Is there anything better than the taste of a mouth-watering steak, the feel of your partner’s bare skin, the joys of a new purchase, the elations of sex, or perhaps the euphoria created from mind altering substances? Life is filled with blissful pleasures that affect your brain in positive, and not so positive ways! How you value and utilize pleasure in your life will determine if it’s healthy… or not!

Pleasure is the zing that keeps us coming back for more. The reason we experience pleasure in the first place, is so we are rewarded for our good behaviors, or rather, what the brain thinks is good behavior. Can you imagine what the world would be like if pleasure didn’t exist? In short, you’d probably be dead, the economy would crash, and the world population would dwindle into extinction. Too dramatic? The good news is that the brain ensures we are amply juiced and encouraged to indulge in our primal survival needs of feeding and fornication. But we tend to desire much more than this, don’t we?

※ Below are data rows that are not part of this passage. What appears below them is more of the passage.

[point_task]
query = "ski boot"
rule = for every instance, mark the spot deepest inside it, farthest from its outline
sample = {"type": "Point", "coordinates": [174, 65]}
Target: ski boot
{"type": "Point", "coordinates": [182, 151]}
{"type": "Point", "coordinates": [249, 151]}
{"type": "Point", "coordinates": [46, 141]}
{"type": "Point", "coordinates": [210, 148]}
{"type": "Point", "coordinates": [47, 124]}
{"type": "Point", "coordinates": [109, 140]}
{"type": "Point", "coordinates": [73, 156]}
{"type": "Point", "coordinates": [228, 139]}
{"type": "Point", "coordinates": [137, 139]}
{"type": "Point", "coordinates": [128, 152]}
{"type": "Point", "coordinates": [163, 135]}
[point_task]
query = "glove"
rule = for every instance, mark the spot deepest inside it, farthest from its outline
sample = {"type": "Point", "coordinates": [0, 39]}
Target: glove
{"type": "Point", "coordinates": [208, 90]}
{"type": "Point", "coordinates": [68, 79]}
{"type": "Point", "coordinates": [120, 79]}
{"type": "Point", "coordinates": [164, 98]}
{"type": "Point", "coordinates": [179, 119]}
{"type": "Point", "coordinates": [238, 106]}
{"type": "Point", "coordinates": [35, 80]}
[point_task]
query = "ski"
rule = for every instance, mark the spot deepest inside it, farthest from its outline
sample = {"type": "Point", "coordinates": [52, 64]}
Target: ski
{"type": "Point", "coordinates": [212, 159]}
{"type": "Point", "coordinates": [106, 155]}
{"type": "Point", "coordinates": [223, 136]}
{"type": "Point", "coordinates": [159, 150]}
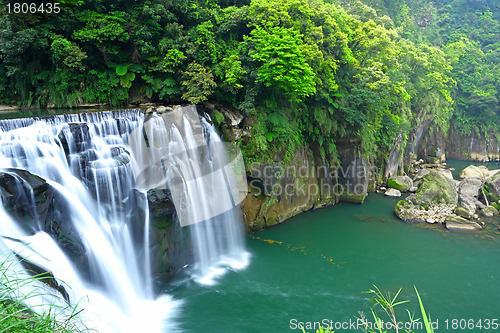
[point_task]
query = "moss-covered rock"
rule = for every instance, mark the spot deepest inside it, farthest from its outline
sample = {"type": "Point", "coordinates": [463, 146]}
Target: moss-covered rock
{"type": "Point", "coordinates": [401, 183]}
{"type": "Point", "coordinates": [462, 212]}
{"type": "Point", "coordinates": [474, 171]}
{"type": "Point", "coordinates": [489, 211]}
{"type": "Point", "coordinates": [492, 187]}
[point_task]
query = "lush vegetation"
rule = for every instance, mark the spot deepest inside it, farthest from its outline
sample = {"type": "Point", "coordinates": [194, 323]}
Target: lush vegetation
{"type": "Point", "coordinates": [384, 315]}
{"type": "Point", "coordinates": [307, 71]}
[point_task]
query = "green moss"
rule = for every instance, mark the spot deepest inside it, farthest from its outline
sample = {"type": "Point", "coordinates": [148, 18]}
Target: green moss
{"type": "Point", "coordinates": [162, 222]}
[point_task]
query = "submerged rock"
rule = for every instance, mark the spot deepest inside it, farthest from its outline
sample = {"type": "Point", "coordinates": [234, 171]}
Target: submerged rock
{"type": "Point", "coordinates": [492, 187]}
{"type": "Point", "coordinates": [435, 199]}
{"type": "Point", "coordinates": [489, 211]}
{"type": "Point", "coordinates": [392, 192]}
{"type": "Point", "coordinates": [454, 222]}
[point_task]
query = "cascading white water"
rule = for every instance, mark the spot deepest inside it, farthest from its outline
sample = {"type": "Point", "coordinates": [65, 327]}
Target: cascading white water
{"type": "Point", "coordinates": [96, 187]}
{"type": "Point", "coordinates": [186, 155]}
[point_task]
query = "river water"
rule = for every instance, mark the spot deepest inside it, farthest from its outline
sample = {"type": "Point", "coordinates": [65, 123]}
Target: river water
{"type": "Point", "coordinates": [318, 265]}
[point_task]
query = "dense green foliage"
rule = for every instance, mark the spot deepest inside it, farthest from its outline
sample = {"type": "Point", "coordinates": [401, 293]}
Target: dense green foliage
{"type": "Point", "coordinates": [307, 71]}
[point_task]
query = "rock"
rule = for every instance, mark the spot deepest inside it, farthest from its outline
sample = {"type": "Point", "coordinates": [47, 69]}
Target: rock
{"type": "Point", "coordinates": [462, 212]}
{"type": "Point", "coordinates": [436, 188]}
{"type": "Point", "coordinates": [489, 211]}
{"type": "Point", "coordinates": [26, 196]}
{"type": "Point", "coordinates": [435, 152]}
{"type": "Point", "coordinates": [454, 222]}
{"type": "Point", "coordinates": [433, 160]}
{"type": "Point", "coordinates": [475, 171]}
{"type": "Point", "coordinates": [75, 138]}
{"type": "Point", "coordinates": [420, 174]}
{"type": "Point", "coordinates": [492, 187]}
{"type": "Point", "coordinates": [392, 192]}
{"type": "Point", "coordinates": [402, 183]}
{"type": "Point", "coordinates": [446, 173]}
{"type": "Point", "coordinates": [435, 199]}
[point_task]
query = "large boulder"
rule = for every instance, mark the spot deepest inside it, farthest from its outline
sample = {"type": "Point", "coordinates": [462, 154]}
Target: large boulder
{"type": "Point", "coordinates": [421, 174]}
{"type": "Point", "coordinates": [401, 183]}
{"type": "Point", "coordinates": [454, 222]}
{"type": "Point", "coordinates": [435, 199]}
{"type": "Point", "coordinates": [492, 187]}
{"type": "Point", "coordinates": [475, 171]}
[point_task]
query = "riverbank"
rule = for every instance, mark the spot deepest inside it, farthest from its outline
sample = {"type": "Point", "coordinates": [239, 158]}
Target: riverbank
{"type": "Point", "coordinates": [319, 263]}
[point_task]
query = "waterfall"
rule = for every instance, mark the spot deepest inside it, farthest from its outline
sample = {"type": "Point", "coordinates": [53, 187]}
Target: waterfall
{"type": "Point", "coordinates": [179, 151]}
{"type": "Point", "coordinates": [101, 247]}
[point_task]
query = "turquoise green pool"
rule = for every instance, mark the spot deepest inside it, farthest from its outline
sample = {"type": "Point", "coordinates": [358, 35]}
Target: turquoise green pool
{"type": "Point", "coordinates": [317, 266]}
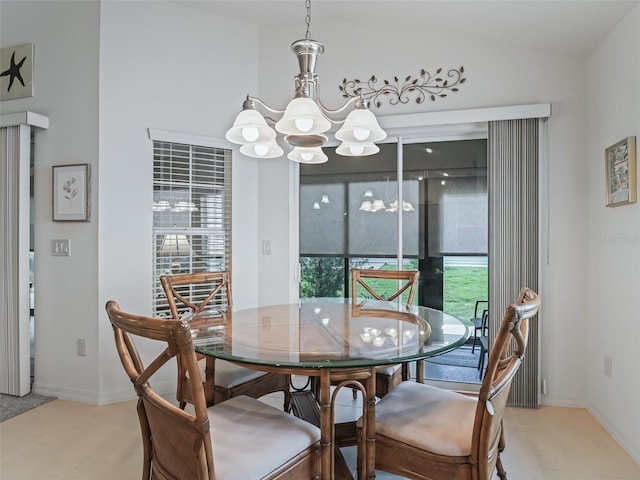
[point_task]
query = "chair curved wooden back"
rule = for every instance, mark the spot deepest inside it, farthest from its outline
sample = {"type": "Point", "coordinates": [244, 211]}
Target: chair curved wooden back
{"type": "Point", "coordinates": [176, 444]}
{"type": "Point", "coordinates": [465, 434]}
{"type": "Point", "coordinates": [193, 292]}
{"type": "Point", "coordinates": [360, 277]}
{"type": "Point", "coordinates": [504, 361]}
{"type": "Point", "coordinates": [253, 440]}
{"type": "Point", "coordinates": [189, 293]}
{"type": "Point", "coordinates": [406, 281]}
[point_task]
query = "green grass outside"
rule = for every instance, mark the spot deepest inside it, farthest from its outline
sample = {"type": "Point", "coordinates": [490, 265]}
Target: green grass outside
{"type": "Point", "coordinates": [462, 287]}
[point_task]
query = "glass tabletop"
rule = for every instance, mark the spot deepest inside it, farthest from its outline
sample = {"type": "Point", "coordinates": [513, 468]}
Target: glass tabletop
{"type": "Point", "coordinates": [326, 333]}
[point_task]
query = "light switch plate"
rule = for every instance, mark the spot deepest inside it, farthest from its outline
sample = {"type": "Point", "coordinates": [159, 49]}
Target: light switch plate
{"type": "Point", "coordinates": [60, 248]}
{"type": "Point", "coordinates": [266, 247]}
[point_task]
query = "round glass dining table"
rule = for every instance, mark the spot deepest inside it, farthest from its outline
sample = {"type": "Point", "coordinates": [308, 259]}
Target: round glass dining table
{"type": "Point", "coordinates": [336, 340]}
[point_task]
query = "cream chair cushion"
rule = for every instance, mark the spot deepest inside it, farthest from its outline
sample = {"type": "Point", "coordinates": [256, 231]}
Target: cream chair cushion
{"type": "Point", "coordinates": [429, 418]}
{"type": "Point", "coordinates": [388, 371]}
{"type": "Point", "coordinates": [249, 437]}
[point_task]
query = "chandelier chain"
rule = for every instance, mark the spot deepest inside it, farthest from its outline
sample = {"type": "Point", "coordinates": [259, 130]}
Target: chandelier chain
{"type": "Point", "coordinates": [307, 19]}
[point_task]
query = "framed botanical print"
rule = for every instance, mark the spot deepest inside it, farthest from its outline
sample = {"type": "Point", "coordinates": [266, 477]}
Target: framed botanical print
{"type": "Point", "coordinates": [621, 176]}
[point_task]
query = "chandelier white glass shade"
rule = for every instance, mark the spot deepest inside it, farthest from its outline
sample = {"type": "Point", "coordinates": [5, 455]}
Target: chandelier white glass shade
{"type": "Point", "coordinates": [305, 121]}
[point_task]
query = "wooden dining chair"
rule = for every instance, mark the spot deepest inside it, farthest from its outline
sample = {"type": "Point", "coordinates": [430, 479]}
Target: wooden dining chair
{"type": "Point", "coordinates": [235, 439]}
{"type": "Point", "coordinates": [386, 285]}
{"type": "Point", "coordinates": [479, 313]}
{"type": "Point", "coordinates": [424, 432]}
{"type": "Point", "coordinates": [189, 293]}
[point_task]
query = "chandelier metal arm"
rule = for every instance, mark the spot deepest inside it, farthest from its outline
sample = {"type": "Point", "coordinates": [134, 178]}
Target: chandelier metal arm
{"type": "Point", "coordinates": [328, 112]}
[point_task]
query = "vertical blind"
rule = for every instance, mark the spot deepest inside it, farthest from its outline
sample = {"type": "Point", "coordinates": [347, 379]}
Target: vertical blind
{"type": "Point", "coordinates": [513, 243]}
{"type": "Point", "coordinates": [191, 213]}
{"type": "Point", "coordinates": [14, 260]}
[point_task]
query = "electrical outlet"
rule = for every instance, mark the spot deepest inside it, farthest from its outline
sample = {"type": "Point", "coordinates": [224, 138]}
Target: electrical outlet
{"type": "Point", "coordinates": [81, 346]}
{"type": "Point", "coordinates": [61, 248]}
{"type": "Point", "coordinates": [608, 365]}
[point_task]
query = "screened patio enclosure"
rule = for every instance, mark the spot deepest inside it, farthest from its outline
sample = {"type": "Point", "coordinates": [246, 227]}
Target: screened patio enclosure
{"type": "Point", "coordinates": [432, 196]}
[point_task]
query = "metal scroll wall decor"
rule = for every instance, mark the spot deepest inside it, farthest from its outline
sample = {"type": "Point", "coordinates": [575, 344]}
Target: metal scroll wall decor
{"type": "Point", "coordinates": [425, 86]}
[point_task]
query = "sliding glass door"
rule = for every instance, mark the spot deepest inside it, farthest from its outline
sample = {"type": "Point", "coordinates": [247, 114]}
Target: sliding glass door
{"type": "Point", "coordinates": [418, 205]}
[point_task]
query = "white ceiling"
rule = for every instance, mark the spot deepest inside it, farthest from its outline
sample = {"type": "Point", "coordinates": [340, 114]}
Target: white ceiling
{"type": "Point", "coordinates": [574, 27]}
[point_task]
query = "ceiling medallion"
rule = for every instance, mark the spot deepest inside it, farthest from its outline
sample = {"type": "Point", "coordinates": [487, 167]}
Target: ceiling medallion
{"type": "Point", "coordinates": [423, 87]}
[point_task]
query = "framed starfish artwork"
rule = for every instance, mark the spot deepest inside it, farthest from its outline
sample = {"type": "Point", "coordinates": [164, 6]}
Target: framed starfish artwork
{"type": "Point", "coordinates": [16, 72]}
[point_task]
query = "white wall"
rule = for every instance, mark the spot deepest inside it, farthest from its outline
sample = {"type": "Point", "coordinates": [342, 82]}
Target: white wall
{"type": "Point", "coordinates": [497, 75]}
{"type": "Point", "coordinates": [169, 67]}
{"type": "Point", "coordinates": [65, 90]}
{"type": "Point", "coordinates": [107, 72]}
{"type": "Point", "coordinates": [613, 255]}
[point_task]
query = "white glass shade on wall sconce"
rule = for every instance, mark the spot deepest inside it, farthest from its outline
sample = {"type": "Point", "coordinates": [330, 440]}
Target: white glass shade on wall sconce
{"type": "Point", "coordinates": [305, 121]}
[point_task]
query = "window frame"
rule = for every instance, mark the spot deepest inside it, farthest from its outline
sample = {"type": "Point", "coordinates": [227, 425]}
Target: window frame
{"type": "Point", "coordinates": [196, 170]}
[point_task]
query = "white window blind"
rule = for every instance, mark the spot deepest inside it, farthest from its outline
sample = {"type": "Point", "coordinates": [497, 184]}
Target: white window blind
{"type": "Point", "coordinates": [191, 213]}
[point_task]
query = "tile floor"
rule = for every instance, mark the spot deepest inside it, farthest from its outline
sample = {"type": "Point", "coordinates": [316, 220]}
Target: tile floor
{"type": "Point", "coordinates": [75, 441]}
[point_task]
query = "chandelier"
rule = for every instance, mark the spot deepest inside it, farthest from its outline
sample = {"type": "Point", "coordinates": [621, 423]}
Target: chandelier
{"type": "Point", "coordinates": [305, 120]}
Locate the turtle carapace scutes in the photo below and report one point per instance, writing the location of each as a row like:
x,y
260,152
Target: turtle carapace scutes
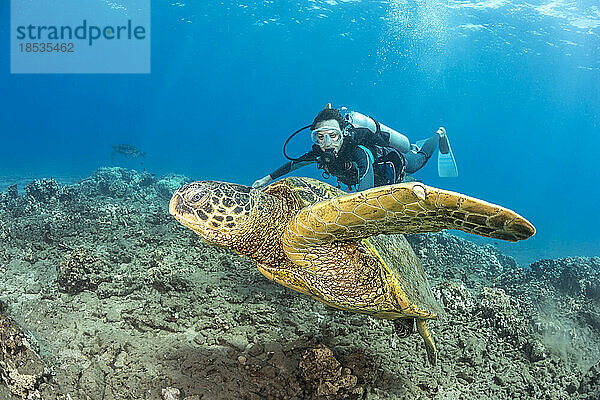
x,y
345,250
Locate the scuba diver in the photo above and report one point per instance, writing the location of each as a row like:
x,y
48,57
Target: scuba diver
x,y
363,153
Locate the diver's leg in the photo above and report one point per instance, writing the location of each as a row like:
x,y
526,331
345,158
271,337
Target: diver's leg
x,y
415,162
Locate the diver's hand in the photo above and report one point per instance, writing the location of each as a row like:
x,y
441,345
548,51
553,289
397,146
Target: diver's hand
x,y
262,182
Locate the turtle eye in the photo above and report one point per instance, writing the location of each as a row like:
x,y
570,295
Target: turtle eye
x,y
198,196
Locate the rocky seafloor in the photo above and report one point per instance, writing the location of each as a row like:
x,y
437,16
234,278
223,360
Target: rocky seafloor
x,y
104,295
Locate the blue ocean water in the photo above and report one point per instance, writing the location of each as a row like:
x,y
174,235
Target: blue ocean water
x,y
516,84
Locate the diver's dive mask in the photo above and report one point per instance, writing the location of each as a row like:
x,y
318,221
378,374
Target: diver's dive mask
x,y
326,136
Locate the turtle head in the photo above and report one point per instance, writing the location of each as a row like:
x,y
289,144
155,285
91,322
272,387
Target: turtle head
x,y
219,212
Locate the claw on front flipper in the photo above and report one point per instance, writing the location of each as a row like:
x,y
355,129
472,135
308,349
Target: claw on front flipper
x,y
429,345
404,326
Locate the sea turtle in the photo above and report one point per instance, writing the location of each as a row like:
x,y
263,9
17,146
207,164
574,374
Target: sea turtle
x,y
345,250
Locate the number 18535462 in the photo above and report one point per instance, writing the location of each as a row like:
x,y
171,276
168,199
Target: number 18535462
x,y
46,47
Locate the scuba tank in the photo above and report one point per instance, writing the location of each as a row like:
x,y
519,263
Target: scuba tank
x,y
396,139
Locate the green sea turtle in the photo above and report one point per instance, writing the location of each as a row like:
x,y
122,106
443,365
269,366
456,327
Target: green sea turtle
x,y
345,250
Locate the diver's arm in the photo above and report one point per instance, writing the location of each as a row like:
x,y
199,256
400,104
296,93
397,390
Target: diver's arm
x,y
364,161
286,168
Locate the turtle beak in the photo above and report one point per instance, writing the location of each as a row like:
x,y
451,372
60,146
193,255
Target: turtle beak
x,y
175,205
180,210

If I were to fully indulge myself in the topic of pleasure, I would need another website. Fortunately for you guys, I’ll be limiting it to the juicy stuff and keep it short enough for you to finish that cookie and go back for another.

Let’s dig in shall we?

 

A Simplified Example of the Pleasure Response

Bernard bought a paper and sat down for his morning coffee and donut. The newspaper’s headline read, ‘Clinton Sex Scandal’. Geez, why can’t this guy keep it in his pants? he wondered. Looking at the TV Guide section he noticed that his favorite show was on at 8pm, cool. He then proceeded to stuff his donut into his mouth just as an attractive woman was walking by. His eyes quickly chased after her only to have the strawberry filling squeeze out the back of the donut and land on his lap. Argh! He started to clean it up, but before he even finished cleaning himself he couldn’t resist taking one last glance before she passed out of view. Nice.

Isn’t it intriguing that when we see something visually appealing (or sexy), we feel the urge to look more than once? Why can’t we just hold on to the original feeling and be satisfied with it? Additionally, why does food seem to taste better when we are hungry? Why do we have to watch our weekly episode of Glee or Law and Order? Why do people cheat on their partners? So many questions, so little time.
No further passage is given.